Raines, finally got the call to the Hall in his final year of eligibility. This was a long time coming, but well deserved. He had a slash line of .294/.385/.425, 2,605 hits, 1,571 runs scored, 1,330 walks, 980 RBIs and 808 stolen bases. His career spanned 23 years, with the bulk of it playing for the then Montreal Expos, where he holds numerous career and single-season records. He won three World Series, two as a player with the Yankees and one as the Chicago White Sox first base coach. He was a seven-time All-Star and won the 1986 NL batting title.

Rodriguez is one of the best catchers of the Modern Era. In his 21 years of service, Pudge was a force to be reckon with both as a catcher and as a batter. He has a career slash line of .296/.334/.464 with 2,884 hits, 1,332 RBIs and 1,354 runs scored. He won 13 Gold Gloves with his laser-like arm throwing base runners out and was a seven-time Silver Slugger Award winner. He was a 14-time All-Star. He also won the 1999 AL MVP Award and helped lead the Marlins to the 2003 World Series championship by being named the NLCS MVP. His career lasted 21 seasons, which is highly impressive for someone who played the primary position of catcher.

In his second year on the ballot, Trevor Hoffman fell just five votes shy, finishing with 74 percent of the vote. Vladimir Guerrero, who was on the ballot for the first time, also just missed getting the call, finishing with 71.7 percent of the votes, 15 votes shy of the mark. Surely, those two will be in the Hall next year or at the very least, two years from now.

Roger Clemens and Barry Bonds both saw nearly 10 percent increases in their voting percentage. Clemens jumped up 8.9 percent to 54.1 percent while Bonds jumped 9.5 percent to 53.8 percent, both in their fifth year of eligibility. This is significant due to their connection to PED use. This could signal that voters are being more lenient to those who used PEDs. For the record, some voters in the past have been adamant not to vote for anyone who is linked to PED use, but the thing is, nobody will ever know who was or was not using PEDs. The increase from the mid-40s to the mid-50s is a good sign for both Clemens and Bonds.
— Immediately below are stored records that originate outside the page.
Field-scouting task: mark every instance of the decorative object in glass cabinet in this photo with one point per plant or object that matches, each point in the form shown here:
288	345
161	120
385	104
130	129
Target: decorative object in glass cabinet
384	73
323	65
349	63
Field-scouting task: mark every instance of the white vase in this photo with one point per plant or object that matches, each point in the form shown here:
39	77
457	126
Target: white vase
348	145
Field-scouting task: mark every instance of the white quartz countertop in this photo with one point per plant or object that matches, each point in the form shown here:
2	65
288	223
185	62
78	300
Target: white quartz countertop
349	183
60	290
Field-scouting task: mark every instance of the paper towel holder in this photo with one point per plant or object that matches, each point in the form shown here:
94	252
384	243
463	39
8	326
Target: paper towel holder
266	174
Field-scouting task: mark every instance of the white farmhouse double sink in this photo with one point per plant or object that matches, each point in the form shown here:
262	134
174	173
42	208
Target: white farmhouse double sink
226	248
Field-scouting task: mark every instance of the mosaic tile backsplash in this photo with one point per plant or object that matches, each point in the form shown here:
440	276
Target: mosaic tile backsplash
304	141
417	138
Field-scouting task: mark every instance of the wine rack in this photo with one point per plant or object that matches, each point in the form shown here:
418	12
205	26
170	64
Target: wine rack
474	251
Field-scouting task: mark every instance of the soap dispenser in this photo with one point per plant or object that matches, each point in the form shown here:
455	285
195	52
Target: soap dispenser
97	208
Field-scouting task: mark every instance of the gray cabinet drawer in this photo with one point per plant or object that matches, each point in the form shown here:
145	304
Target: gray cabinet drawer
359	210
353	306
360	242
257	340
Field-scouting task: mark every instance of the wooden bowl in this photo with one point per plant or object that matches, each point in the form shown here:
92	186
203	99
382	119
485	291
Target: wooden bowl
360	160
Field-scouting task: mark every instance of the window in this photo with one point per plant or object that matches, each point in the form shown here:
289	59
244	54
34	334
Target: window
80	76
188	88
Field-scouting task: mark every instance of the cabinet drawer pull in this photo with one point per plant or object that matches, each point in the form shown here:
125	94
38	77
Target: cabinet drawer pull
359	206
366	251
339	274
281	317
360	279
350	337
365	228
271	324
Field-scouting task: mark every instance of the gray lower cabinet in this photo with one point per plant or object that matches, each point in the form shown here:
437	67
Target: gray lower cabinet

Edgar Martinez and Mike Mussina also finished with more than 50 percent of the vote. Martinez saw a double-digit increase in percent for the second year in a row, and could be voted in on his 10th and final year of eligibility, just like Raines did. Mussina still has six years to go, so it should be just a matter of time before he gets the call.

This was the first time since 1947 that nine players received at least 50 percent of the vote.
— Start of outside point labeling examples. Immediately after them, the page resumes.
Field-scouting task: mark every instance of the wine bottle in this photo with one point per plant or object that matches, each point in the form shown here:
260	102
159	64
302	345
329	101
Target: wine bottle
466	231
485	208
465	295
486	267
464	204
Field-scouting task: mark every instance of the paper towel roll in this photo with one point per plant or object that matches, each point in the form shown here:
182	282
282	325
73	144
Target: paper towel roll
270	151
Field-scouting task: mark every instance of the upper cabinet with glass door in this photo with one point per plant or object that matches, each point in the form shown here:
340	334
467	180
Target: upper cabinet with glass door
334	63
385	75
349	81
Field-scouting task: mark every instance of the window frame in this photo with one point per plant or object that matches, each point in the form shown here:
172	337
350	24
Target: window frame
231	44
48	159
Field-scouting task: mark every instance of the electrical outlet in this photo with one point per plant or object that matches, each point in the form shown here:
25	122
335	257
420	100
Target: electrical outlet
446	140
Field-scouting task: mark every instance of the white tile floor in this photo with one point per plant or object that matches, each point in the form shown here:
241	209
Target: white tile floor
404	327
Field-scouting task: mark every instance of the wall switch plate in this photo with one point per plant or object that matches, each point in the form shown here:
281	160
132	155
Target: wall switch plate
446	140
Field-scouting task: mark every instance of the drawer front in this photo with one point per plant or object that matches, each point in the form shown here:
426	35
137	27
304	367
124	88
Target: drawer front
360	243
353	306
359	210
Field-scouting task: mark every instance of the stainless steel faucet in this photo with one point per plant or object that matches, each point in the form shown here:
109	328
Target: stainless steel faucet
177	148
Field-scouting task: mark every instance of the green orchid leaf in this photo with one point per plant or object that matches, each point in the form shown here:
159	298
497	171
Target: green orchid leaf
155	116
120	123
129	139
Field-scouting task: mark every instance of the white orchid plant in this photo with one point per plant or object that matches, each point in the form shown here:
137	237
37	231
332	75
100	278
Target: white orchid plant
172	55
In 2018, Chipper Jones and Jim Thome lead the way for potential candidates. Jones should be a first ballot Hall of Famer, no questions asked, while Thome might have to wait a couple of years due to him being a power hitting first baseman/designated hitter in the “steroid era,” even though he was never linked to PEDs.

The three new members will be enshrined in Cooperstown forever on July 30th.